Règles disparates. Le débat sur le port de signes religieux, qui existe au sein de la profession d’avocat depuis de nombreuses années, a été relancé en 2022 à la suite de deux événements. Tout d’abord, en janvier, lors de la rentrée de l’École de formation des barreaux (EFB), une élève-avocate a été priée d’enlever son voile au moment de la prestation du petit serment, ce qui a provoqué une polémique sur les réseaux sociaux (GPL 11 janv. 2022, n° GPL430v5). Ensuite, le 2 mars, la Cour de cassation a rendu un arrêt énonçant que les ordres étaient compétents pour édicter des règles en la matière, à défaut de prise de position du CNB dont la mission historique est d’unifier les règlements au sein du RIN (Cass. 1re civ., 2 mars 2022, n° 20-20185 : GPL 12 avril 2022, n° GPL434q1). Ce dernier étant silencieux sur le sujet, les bâtonniers ont décidé de prendre la Cour de cassation au mot et de s’en saisir. Un travail d’autant plus attendu au sein des barreaux que les règles les plus disparates coexistent, laissant certains conseils de l’ordre démunis sur l’attitude à adopter. « En avril, nous avons recensé les règlements intérieurs des barreaux. Sur les 58 barreaux qui ont répondu, 28 n’avaient inséré aucune clause sur le sujet, 8 règlementaient le port de la robe sans viser les signes religieux, et 28 avaient inséré une clause règlementant le port de signes distinctifs sur la robe », relate Bruno Blanquer
Procès équitable. Pourquoi avoir choisi d’interdire tout signe d’appartenance religieuse, politique ou philosophique ? « Le costume de l’avocat à l’audience doit être neutre pour garantir l’égalité des justiciables et le droit à un procès équitable. Au sein d’un tribunal, l’avocat ne doit pas porter d’autres paroles que celles de son client », justifie Bruno Blanquer. Et de préciser : « Nous avons souhaité que la règlementation proposée respecte pleinement les deux critères retenus par la Cour de cassation, à savoir absence de discrimination et caractère proportionné. Pour cette raison, il a été décidé de limiter celle-ci au port de la robe à l’audience ».
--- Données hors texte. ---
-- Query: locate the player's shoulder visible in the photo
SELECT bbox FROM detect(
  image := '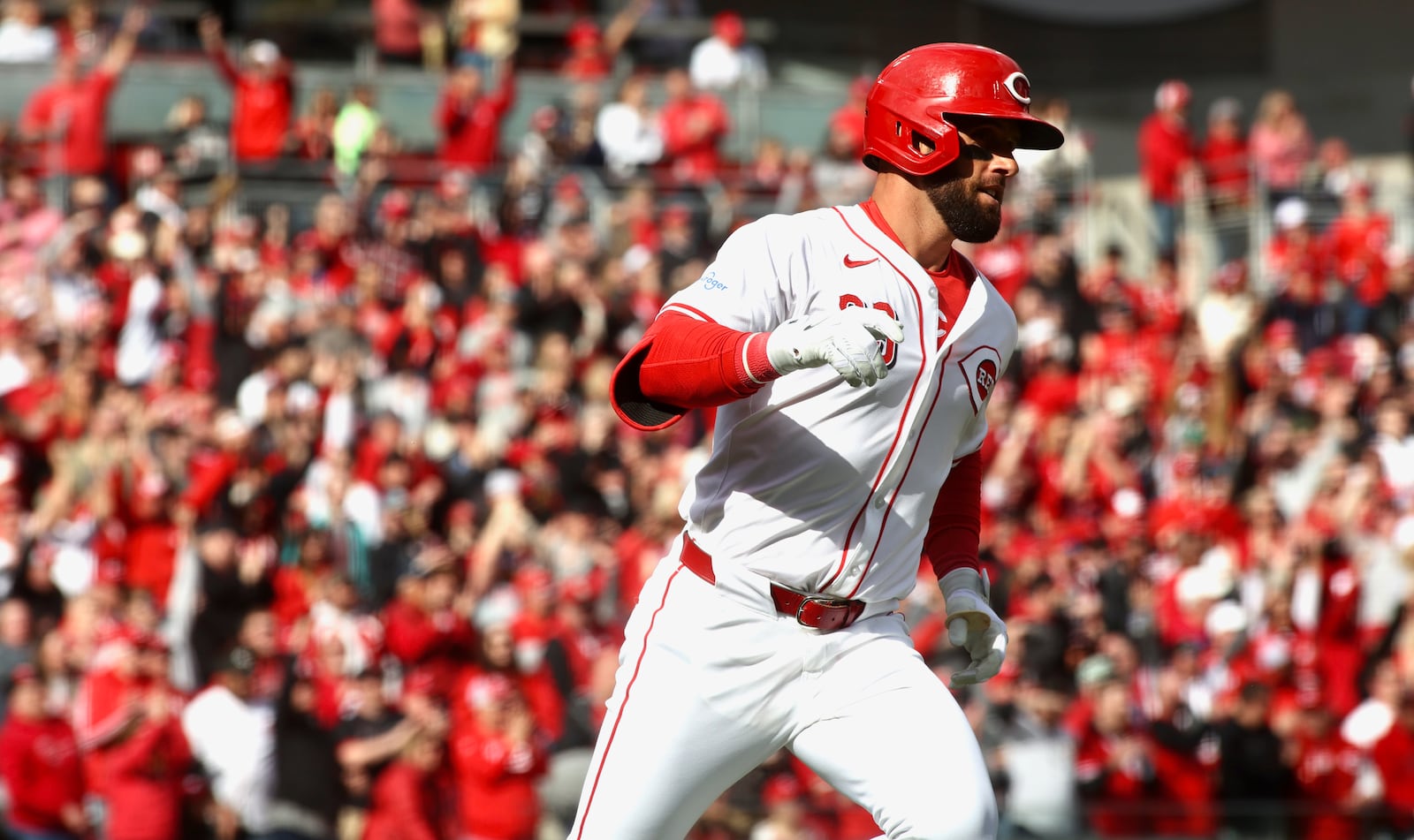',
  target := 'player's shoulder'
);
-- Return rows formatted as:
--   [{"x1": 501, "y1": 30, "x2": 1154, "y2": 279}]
[
  {"x1": 953, "y1": 249, "x2": 1016, "y2": 332},
  {"x1": 726, "y1": 208, "x2": 832, "y2": 250}
]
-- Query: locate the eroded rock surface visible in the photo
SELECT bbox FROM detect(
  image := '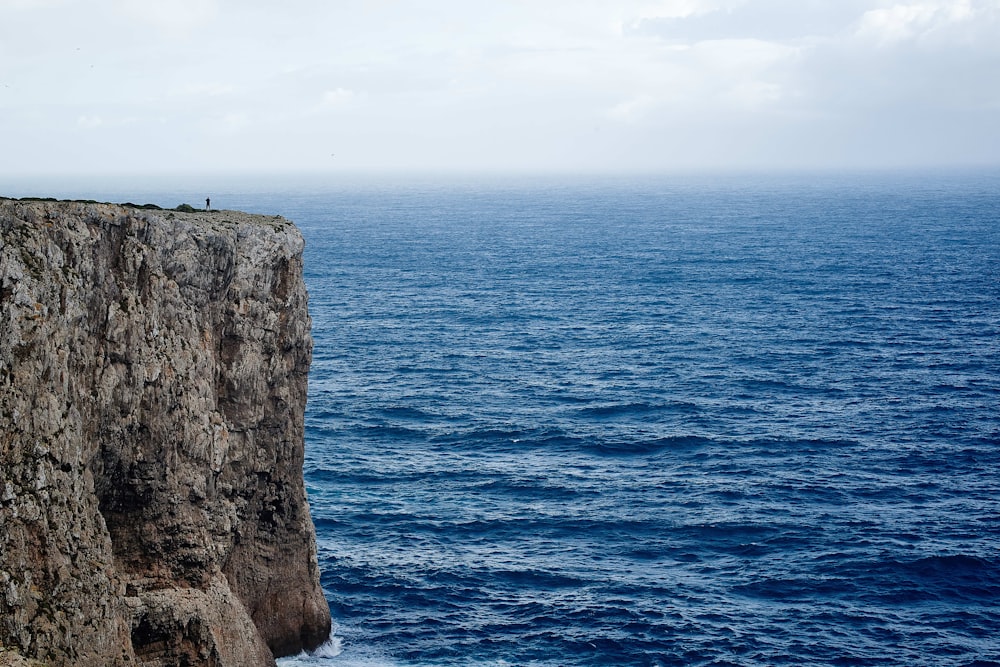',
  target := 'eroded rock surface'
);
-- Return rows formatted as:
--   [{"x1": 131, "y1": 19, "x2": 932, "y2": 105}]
[{"x1": 0, "y1": 200, "x2": 330, "y2": 667}]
Réflexion. Conformément au vote des bâtonniers, la Conférence a transmis sa proposition au CNB. Lequel n’est pas si pressé de prendre position sur le sujet. Il y a quelques semaines, son bureau a en effet demandé au conseiller d’État Christian Vigouroux de mener une réflexion sur la question du costume professionnel. « L’idée est d’externaliser et de nous aider à réfléchir », explique le président du CNB Jérôme Gavaudan. « Nous voulons avoir un vrai débat, avec un raisonnement juridique, collectif et même sociologique ». Les conclusions sont attendues courant 2023. Pour autant, Bruno Blanquer se défend d’avoir voulu court-circuiter l’institution représentative des avocats avec la motion du 22 septembre. « Le CNB est dans son rôle en voulant être exhaustif et en s’entourant d’avis, assure-t-il. Les ordres appliqueront le RIN quand une décision aura été prise et leur règlement intérieur dans l’intervalle, avec bien évidemment à leur côté la Conférence des bâtonniers, dont la fonction est de recueillir leur voix et de la porter au CNB, surtout sur un sujet comme celui-ci, qui est ordinal par excellence ».